Interfor’s co-gen plan unsuccessful

Interfor's application for a cogeneration plant at the Grand Forks mill was not accepted by B.C. Hydro.

International Forest Products Ltd. (Interfor)  will not be getting a cogeneration plant, as its bid to BC Hydro’s Clean Power Call was unsuccessful.

BC Hydro made their decision last week.

“I’m disappointed in the outcome but we’ll continue to move forward from here and look at bio-energy products that make sense,” said

Andrew Horahan, Interfor’s regional manager for the Kootenays.

Horahan said that this marks the end of the co-gen project.

“We don’t have any options at this point,” he said. “We’ll continue to look at projects for biomass, whether it be co-generation to reduce natural gas consumption for our site or the production of electricity.”

He said it puts Interfor right back to where it started in terms of getting a new power plant.

“It would have been beneficial to have the ability to answer the call to BC Hydro and build a power plant,” he said.

“It was our goal and desire but B.C. Hydro didn’t accept the application.”

Horahan said Interfor is now hoping to sit down and meet with Hydro soon to fully understand its decision. Hydro has awarded four companies out of the seven it shortlisted.

He said Interfor would continue to look at capital projects for Grand Forks.

“We’re actively looking at improving the sawmill through our engineering firm and we hope to have a decision later this year on what direction we’ll be going,” he said.

Recently Interfor shut down the large mill, which is used to process logs with a diameter of 35.56 cm (14 inches) and above.

“There was a temporary shutdown of what we call the large mill.
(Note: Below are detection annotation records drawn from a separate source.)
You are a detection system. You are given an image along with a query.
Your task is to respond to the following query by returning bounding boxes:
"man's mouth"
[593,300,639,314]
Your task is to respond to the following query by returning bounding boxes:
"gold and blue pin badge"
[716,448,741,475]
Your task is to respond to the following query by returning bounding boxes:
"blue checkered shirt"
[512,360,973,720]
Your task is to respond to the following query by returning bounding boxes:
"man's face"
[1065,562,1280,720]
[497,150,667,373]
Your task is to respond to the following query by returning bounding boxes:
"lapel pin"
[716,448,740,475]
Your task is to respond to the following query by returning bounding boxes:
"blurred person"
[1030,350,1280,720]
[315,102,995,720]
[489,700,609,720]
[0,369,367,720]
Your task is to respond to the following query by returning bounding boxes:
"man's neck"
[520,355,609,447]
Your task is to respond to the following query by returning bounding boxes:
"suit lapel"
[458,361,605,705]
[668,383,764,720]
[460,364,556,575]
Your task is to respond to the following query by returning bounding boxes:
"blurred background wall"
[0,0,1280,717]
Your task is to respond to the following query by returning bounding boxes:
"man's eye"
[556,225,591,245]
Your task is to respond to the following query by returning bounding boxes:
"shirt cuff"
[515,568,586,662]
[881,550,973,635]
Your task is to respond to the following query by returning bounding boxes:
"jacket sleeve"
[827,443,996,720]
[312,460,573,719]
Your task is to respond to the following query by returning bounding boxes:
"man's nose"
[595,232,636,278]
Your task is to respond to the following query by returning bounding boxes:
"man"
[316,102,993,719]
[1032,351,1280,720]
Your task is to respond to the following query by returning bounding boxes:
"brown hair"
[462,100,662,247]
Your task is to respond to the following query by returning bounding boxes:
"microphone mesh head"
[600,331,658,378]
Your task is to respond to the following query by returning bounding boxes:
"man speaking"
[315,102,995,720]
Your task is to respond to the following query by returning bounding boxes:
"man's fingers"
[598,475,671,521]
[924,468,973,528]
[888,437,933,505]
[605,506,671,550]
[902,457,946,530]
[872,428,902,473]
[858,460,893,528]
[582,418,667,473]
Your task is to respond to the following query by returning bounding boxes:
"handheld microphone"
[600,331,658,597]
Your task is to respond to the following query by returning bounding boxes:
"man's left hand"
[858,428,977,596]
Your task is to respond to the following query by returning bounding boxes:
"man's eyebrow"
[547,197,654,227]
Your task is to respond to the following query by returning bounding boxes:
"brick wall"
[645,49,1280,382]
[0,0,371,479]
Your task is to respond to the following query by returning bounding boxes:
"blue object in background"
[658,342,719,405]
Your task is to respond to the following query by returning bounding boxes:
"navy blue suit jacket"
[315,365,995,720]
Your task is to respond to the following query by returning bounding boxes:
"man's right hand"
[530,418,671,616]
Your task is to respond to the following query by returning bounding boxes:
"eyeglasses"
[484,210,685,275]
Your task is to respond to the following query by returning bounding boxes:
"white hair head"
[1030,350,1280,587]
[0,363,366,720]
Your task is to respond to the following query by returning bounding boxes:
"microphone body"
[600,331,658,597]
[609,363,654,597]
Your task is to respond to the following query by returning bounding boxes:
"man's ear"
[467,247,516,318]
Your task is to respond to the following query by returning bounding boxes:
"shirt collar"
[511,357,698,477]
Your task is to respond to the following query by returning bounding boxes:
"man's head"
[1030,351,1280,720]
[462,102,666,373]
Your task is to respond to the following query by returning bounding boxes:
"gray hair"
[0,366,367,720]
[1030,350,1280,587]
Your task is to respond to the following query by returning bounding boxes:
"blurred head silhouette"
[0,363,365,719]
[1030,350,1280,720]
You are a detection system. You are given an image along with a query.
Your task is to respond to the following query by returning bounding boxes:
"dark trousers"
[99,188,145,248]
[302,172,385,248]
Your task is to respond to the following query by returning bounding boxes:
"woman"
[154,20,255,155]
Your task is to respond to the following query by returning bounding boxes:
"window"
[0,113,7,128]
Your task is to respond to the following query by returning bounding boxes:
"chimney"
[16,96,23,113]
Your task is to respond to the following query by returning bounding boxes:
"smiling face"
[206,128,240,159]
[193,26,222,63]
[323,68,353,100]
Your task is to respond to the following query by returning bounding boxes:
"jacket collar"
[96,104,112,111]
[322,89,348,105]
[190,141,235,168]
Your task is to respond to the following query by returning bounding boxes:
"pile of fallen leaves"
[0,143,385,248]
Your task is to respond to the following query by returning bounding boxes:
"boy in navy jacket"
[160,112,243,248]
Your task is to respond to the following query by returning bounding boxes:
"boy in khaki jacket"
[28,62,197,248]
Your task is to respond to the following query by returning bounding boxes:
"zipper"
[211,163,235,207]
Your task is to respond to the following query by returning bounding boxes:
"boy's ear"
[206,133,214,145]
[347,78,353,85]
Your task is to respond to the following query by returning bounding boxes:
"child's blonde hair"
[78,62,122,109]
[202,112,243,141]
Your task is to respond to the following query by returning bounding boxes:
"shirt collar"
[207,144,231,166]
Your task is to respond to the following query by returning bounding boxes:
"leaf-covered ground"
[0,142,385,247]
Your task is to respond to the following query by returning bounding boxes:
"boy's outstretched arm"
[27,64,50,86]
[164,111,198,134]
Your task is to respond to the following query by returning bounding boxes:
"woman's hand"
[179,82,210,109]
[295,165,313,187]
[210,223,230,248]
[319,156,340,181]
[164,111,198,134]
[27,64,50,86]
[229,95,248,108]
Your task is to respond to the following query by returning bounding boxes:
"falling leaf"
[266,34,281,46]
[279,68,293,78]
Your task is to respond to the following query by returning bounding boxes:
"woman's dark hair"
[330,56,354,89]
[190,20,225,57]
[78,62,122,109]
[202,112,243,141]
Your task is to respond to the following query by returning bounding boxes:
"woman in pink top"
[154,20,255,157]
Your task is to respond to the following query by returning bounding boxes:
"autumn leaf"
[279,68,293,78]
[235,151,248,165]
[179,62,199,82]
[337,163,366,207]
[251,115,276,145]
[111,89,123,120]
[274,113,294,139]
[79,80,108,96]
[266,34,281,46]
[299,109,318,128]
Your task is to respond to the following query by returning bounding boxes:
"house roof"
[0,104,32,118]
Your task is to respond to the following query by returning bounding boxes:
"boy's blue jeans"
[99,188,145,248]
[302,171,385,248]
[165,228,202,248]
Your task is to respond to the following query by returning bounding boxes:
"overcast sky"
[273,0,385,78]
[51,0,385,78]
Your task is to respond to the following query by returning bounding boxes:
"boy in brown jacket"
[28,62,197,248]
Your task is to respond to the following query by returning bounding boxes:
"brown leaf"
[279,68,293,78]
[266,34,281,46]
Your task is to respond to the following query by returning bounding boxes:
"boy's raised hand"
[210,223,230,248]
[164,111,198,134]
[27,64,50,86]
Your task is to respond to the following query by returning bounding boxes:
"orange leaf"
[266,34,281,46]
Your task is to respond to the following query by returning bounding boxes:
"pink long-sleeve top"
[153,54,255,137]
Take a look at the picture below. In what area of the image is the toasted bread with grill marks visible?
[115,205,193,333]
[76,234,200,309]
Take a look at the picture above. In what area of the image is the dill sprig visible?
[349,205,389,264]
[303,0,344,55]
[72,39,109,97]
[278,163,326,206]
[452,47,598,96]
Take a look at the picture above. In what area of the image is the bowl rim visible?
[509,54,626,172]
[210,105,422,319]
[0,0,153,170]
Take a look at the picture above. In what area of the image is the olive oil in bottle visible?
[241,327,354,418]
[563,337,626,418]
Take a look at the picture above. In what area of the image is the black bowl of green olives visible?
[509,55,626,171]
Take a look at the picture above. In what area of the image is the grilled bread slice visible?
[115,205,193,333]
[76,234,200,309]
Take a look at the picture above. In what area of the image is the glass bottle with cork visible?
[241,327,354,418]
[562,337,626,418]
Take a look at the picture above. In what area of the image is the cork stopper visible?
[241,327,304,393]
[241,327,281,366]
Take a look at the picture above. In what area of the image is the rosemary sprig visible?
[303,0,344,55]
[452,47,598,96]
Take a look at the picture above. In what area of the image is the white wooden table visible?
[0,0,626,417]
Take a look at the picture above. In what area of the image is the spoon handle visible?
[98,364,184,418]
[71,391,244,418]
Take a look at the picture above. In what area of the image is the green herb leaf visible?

Most of our logs can efficiently go through what we call the small mill,” he said. “We’re trying to run the business without the large mill.”

Horahan said its primary log is a small log – about 33 cm (13 inches) and below.

Interfor is hoping the move will make the mill more efficient and it will evaluate how it does without the large mill in the future.

He said the temporary closure affects 10 workers.

Mayor Brian Taylor said that the project could have been good, economically, for the city.

“I’m disappointed that we’re not having that investment,” Taylor said.

“I mean it avoids us having to deal with the water issue but still we were welcoming the possibility of a co-gen plant for a number of reasons.”

B.C. Hydro released the final project for the Clean Power Call on Aug. 3.